A new understanding of the “memory” of lung cancer cells offers a new strategy for improving treatment, Memorial Sloan Kettering Cancer Center (MSK) researchers have found.
Research from the lab of cancer biologist Tuomas Tammela, MD, PhD shows that some lung cancer cells retain a “memory” of the healthy cells from which they came -; An emerging type of lung cancer called KRAS inhibition may be used to treat it.
The study specifically looked at lung adenocarcinoma, a type of non-small cell lung cancer that is the most common type of lung cancer in the United States and accounts for 7% of all cancer deaths. These cancers are often driven by mutations KRAS Gene
For a long time, cancer-driven KRAS proteins were considered ‘incurable’, but within the past few years, the US Food and Drug Administration has approved the first KRAS inhibitor, along with several others, in clinical trials. But they don’t work for everyone, and most patients’ cancers eventually acquire drug resistance and come back.”
Zhuxuan “Zoe” Li, study co-first author, is a doctoral student in the Tamela Lab at the Sloan Kettering Institute at MSK
Group search -; Co-led by Postdoctoral Fellow Xueqian Zhuang, PhD -; sheds important light on lung cancer cells that survive after treatment with a KRAS inhibitor. Importantly, they suggest that treating these cells in addition to treatment with KRAS inhibitors may help prevent recurrence. The study was recently published Cancer discoveryA leading journal for biological insights with important implications for clinical care.
Stem cells with a day job
To discover MSK and understand its effects, it is helpful to know a little lung biology.

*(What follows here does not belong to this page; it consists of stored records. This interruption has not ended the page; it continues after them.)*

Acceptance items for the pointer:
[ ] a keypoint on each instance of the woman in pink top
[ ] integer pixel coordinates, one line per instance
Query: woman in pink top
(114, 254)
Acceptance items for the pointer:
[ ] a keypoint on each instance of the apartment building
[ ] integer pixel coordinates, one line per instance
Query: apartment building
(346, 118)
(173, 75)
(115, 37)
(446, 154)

Within the lungs, oxygen is absorbed and carbon dioxide is exhaled through air sacs called alveoli. The lining of the alveoli is made up of two distinct types of cells -; Alveolar type 1 (AT1) and alveolar type 2 (AT2).

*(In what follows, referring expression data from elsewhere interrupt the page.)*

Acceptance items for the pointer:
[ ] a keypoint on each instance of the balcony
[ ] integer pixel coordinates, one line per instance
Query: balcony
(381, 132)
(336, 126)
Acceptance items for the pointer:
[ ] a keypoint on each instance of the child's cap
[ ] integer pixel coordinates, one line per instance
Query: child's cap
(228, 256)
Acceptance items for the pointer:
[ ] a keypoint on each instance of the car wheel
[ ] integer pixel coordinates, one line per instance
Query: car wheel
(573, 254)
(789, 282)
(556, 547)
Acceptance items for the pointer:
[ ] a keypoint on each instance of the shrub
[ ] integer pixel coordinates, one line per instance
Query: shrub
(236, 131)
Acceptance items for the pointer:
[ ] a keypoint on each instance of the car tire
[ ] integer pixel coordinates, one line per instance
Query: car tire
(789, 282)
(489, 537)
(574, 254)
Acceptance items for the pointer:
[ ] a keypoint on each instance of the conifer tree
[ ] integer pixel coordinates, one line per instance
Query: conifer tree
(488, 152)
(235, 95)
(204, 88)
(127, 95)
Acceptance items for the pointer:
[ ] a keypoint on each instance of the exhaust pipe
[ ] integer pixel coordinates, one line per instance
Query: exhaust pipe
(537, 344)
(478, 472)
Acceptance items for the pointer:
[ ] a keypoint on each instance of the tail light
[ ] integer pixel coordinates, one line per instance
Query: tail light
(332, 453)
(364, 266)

And while they’re named similarly, these two cells couldn’t be more different.
AT1 cells are long and thin, with a large surface area to facilitate gas exchange between the lungs and the bloodstream.
Meanwhile, AT2 cells play a caring role, secreting compounds important to lung health and function, as well as helping to maintain and repair the lungs by dividing to produce replacement AT1 cells.
“You can think of them as stem cells with a day job,” Dr. Tamela says.
The big problem comes when lung cancer cells -; which normally develop from AT2 cells -; AT1 cells take on some of the “remembered” properties that AT2 cells differentiate when fulfilling their role as stem cells. Scientists call these cancer cells “AT1-like” cells.
Knockdown of AT1-like cells improves the KRAS immune response
In healthy cells, KRAS Plays an important role in regulating cell growth and division. But when the gene is mutated, it can cause runaway cell proliferation.
KRAS inhibitors can stop this explosive growth, greatly shrinking tumors, but they still leave behind pockets of cancer cells that are insensitive to the drug and that give the cancer a chance to develop new mutations to resist the drug’s effects.
The research team studied these residual cancer cells to uncover this resistance mechanism using genetically engineered mouse models, mice implanted with patient-derived tumors, and tumor samples from patients.
They discovered that the cancer cells that remained after treatment were these AT1-like cells. They also found that these cells have the ability to reactivate runaway cancer growth.
“Importantly, we found that if you get rid of these AT1-like cells, it greatly improves treatment response to KRAS inhibitors,” Dr. Tamela says.
Eliminating those cells is relatively easy in experimental models, but doing so in the clinic will require more research.
“We actually live in a very exciting time with excellent pharmacology,” Dr. Tamela says. “We can engineer molecules to bind to a specific cell type and kill them -; This is how CAR T cell therapy and antibody drug conjugates work.
“Now that we’ve done these proof-of-concept experiments, the next step is to find surface proteins that are unique to these AT1-like cells and then develop a therapeutic that can bind to them and kill them,” he said. added ..
Only in places like MSK
Collaboration with other labs was essential for the research, Dr. Tamela says.
“This is the type of research that can really only happen at a place like MSK,” he says. “We had really important collaborations with other labs at MSK that shared animal models and patient samples integral to the study, and we worked closely with several key facilities at MSK -; Antitumor Assessment Core, Integrated Genomics Operations, Flow Cytometry Core, and Molecular Cytology Core.”
MSK investigators Scott Lowe, PhD, and Charles Rudin, MD, PhD, were lead contributors, Drs. Note the tamales.
“And the study would not have been possible without Zoe’s dedication and the model system and early insights developed by Dr. Zhuang,” he added.